St Paul wrote “There is no longer Jew or Greek, there is no longer slave or free, there is no longer male and female for all of you are one in Christ Jesus.” (Galatians 3:28) How can a Christian treat another person as a slave if he or she is a fellow-Christian, someone whom Christ has set free in his own Kingdom?
This was not a theological idea that attracted much support, either in the first century, or in the eighteen hundred centuries that followed. Slavery was far too convenient and trade in human flesh too profitable to lay down without a fight. In Britain, it took until the early C19th to achieve this. (And work is still in hand on ethnic and gender differences).
Returning to Gregory in the slave market, Bede himself seems uncertain about the veracity of the story of slave boys in the market place as a reason for launching the mission to England. He places his tale as a slightly apologetic ‘appendix’ to his account of the mission to England, rather than as his prologue for Gregory sending Augustine in 596. What Gregory himself actually writes is that he launched the mission in direct response to an appeal from the Kentish royal household, the rulers of ‘the English people’.
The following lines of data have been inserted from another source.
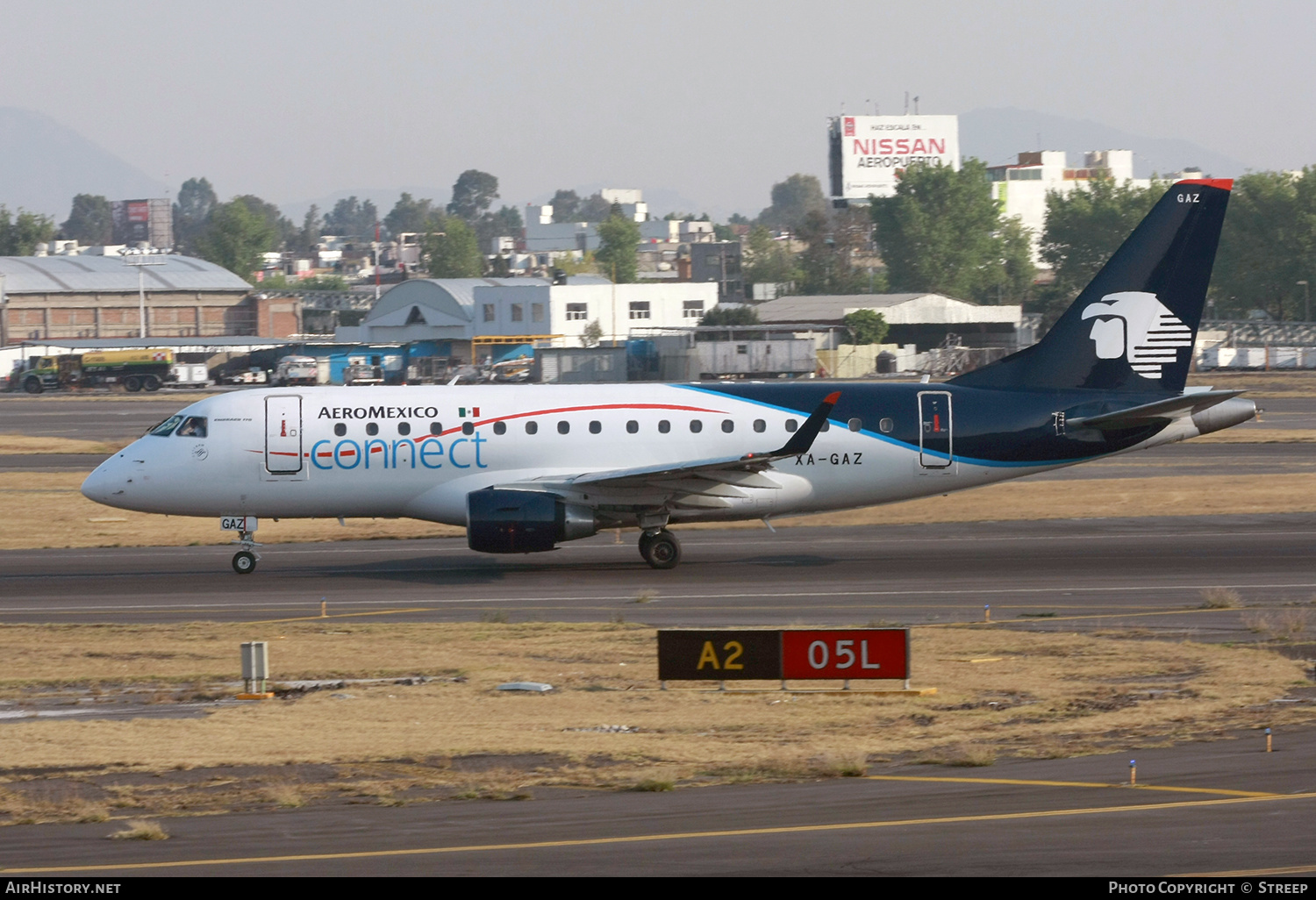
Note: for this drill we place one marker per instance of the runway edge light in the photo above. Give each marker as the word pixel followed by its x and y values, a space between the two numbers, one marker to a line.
pixel 255 670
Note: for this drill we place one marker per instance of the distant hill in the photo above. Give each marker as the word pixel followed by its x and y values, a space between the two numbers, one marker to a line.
pixel 998 136
pixel 44 165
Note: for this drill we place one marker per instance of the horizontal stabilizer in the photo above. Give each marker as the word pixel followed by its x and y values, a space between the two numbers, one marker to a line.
pixel 1150 412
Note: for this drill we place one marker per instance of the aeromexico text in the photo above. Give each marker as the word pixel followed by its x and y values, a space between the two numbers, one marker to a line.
pixel 378 412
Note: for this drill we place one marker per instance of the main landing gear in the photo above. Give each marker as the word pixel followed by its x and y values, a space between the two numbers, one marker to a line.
pixel 661 549
pixel 245 560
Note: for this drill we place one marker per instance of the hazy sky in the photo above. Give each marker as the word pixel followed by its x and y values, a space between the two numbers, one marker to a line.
pixel 716 100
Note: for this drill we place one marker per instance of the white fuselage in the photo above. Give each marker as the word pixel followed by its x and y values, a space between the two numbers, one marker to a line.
pixel 418 452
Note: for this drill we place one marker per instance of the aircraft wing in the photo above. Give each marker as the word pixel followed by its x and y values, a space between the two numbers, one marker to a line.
pixel 1148 412
pixel 697 482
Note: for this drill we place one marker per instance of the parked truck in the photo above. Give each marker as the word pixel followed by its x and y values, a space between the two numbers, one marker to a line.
pixel 136 370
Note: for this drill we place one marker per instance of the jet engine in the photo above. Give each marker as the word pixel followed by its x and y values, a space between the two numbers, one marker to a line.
pixel 499 520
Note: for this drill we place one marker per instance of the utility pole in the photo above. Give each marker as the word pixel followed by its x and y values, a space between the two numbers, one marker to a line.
pixel 139 258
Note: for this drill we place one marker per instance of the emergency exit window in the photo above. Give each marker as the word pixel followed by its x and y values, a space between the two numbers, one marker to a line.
pixel 192 426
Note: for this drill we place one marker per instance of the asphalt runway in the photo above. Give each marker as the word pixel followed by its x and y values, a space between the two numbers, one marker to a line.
pixel 1223 810
pixel 1068 574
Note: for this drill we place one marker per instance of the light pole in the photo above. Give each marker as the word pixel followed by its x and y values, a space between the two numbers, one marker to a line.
pixel 142 257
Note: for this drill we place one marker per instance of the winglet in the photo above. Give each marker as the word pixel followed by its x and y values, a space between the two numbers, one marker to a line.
pixel 803 439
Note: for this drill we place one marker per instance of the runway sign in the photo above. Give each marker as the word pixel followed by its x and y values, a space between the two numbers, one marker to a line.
pixel 719 655
pixel 852 653
pixel 724 655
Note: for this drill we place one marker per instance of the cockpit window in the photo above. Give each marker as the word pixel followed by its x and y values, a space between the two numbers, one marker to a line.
pixel 165 428
pixel 194 426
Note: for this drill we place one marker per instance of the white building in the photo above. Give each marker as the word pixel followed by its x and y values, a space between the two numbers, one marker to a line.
pixel 463 308
pixel 1023 187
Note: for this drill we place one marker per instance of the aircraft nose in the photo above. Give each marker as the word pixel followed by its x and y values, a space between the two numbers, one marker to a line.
pixel 105 484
Does this account of English slave boys then have no substance? Not entirely. We do know, from Gregory’s own Papal Registry, that as the Bishop of Rome he authorised payment for two young Saxon boys to be educated in a monastery in France, and paid for this out of funds from papal estates there. Presumably because the Frankish tongue was close enough to Old English. This may perhaps explain the confusion surrounding these Anglo-Saxon boys in Bede’s record of Augustine’s mission to England.